Bijoynagar Upazila mauza geocode map

Bijoynagar (বিজয়নগর) is an upazila of Brahmanbaria District in the Division of Chittagong, Bangladesh.

==Geography==
Bijoynagar has 48,617 households and a total area of 221.17 km2.

==History==
Previously it was a part of Tripura District. In 1618 CE during the reign of Jahangir, his commander in chief Daud Khan occupied this area from the king of Tripura. This locality was renamed as Daudpur Pargana after his name. After the struggle he (Daud Khan) settled here as administrative lord. This pargana was annexed with the pargana Jalalpur (Mymensingh). The British came into Bengal as Dewan (Revenue collector) in 1765 C.E. They created many districts for their administrative purposes. Again they established Tripura as District in 1790. Daudpur Pargana was also a part of Mymensingh. In 1860, the government established Brahmanbaria as sub-division. Daudpur, Sarail, Bejura and Haripur were separated from Mymensingh and submitted to Brahmanbaria. Ershad government promoted Brahmanbaria as Zilla in 1984 from sub-Division (Biplob, 16.4.2017).

==Demographics==

According to the 2022 Bangladeshi census, Bijoynagar Upazila had 61,918 households and a population of 290,431. 12.01% of the population were under 5 years of age.
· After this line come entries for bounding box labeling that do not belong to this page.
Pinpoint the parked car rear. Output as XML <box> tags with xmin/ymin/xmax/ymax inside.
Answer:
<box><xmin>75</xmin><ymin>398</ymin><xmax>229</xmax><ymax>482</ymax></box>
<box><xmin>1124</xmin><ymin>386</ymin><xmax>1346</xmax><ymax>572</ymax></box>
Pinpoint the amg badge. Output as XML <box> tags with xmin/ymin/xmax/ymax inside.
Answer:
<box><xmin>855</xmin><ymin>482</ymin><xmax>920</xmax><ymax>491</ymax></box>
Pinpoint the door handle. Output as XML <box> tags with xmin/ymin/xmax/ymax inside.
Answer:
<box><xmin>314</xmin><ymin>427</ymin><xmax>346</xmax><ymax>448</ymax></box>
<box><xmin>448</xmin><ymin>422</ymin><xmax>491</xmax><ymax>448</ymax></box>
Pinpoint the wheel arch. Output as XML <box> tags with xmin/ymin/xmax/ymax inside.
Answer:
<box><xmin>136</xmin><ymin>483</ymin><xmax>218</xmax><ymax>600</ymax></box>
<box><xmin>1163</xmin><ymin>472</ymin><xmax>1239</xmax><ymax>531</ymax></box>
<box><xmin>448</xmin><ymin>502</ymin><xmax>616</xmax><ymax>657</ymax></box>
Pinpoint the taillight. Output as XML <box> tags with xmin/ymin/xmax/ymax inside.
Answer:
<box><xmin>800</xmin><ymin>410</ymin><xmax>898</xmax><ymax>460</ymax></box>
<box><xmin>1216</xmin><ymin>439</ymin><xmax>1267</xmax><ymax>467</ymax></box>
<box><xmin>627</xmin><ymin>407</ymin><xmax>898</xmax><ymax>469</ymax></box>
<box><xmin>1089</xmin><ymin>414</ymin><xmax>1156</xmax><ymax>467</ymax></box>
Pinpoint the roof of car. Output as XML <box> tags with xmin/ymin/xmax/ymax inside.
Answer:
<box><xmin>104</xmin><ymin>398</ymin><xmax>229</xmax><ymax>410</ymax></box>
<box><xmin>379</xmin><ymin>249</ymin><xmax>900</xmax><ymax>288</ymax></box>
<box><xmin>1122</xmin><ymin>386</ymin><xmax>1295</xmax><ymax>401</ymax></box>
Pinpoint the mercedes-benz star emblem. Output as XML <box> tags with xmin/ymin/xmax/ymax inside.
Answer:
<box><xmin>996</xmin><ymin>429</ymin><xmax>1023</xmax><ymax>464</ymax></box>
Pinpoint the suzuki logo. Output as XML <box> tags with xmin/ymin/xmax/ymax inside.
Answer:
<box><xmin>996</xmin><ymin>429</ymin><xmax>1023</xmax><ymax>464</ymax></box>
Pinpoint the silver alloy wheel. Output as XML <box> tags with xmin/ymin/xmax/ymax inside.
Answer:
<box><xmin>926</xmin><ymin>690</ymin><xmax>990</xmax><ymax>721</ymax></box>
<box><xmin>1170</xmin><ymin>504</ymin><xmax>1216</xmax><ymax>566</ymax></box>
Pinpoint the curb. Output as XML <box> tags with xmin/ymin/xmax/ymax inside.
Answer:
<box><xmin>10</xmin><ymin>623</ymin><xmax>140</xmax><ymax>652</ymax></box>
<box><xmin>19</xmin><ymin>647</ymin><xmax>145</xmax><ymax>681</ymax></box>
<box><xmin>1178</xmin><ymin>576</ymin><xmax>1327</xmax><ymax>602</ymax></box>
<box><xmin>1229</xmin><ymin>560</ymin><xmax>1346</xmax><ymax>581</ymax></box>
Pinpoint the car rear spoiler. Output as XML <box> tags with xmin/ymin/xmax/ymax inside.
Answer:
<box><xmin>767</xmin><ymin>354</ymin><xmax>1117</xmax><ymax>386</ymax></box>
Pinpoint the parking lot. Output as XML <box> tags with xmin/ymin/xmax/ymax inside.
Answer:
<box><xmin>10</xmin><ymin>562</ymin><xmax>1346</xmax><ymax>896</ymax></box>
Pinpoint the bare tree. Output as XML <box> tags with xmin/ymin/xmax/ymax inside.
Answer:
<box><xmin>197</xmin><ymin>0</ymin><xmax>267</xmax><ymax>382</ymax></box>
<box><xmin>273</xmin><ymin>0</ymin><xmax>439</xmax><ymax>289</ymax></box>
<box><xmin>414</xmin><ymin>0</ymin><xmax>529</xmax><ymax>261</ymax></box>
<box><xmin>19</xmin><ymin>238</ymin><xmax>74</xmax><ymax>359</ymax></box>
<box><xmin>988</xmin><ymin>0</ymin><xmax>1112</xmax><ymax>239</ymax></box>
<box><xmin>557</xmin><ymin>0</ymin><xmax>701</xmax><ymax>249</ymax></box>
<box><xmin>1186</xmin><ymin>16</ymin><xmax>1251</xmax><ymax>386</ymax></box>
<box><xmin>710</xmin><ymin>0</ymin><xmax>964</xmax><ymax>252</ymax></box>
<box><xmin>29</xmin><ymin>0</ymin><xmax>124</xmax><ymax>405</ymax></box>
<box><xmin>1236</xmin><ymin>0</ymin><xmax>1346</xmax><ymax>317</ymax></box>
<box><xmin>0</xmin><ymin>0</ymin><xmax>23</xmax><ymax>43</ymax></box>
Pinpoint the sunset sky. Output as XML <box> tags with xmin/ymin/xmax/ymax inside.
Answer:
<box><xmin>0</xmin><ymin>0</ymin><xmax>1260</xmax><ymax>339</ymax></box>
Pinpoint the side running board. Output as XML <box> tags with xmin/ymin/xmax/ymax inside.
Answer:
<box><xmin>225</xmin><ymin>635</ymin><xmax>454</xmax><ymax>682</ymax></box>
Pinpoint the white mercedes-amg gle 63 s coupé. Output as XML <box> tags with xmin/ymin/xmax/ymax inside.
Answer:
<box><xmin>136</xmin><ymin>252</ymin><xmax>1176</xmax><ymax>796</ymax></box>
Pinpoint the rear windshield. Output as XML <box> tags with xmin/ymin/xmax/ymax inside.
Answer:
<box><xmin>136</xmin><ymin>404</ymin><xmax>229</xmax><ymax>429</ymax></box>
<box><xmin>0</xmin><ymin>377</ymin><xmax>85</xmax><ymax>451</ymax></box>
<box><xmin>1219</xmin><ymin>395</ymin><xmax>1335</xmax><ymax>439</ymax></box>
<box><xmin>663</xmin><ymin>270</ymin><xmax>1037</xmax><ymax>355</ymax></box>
Bijoynagar had a literacy rate (age 7 and over) of 71.79%: 71.56% for males and 71.98% for females, and a sex ratio of 87.96 males for every 100 females. 13,389 (4.61%) lived in urban areas.

According to the 2011 Census of Bangladesh, Bijoynagar Upazila had 48,617 households and a population of 257,247. 76,565 (29.76%) were under 10 years of age. Bijoynagar had a literacy rate (age 7 and over) of 53.41%, compared to the national average of 51.8%, and a sex ratio of 1048 females per 1000 males. 7,619 (2.96%) lived in urban areas.

==Administration==
Bijoynagar Upazila is divided into ten union parishads: Bhudanty, Bishupor, Chandura, Char Islampur, Champaknagar, Harashpur, Ichhapur, Paharpur, Pattan, and Singerbil. The union parishads are subdivided into 164 mauzas and 225 villages.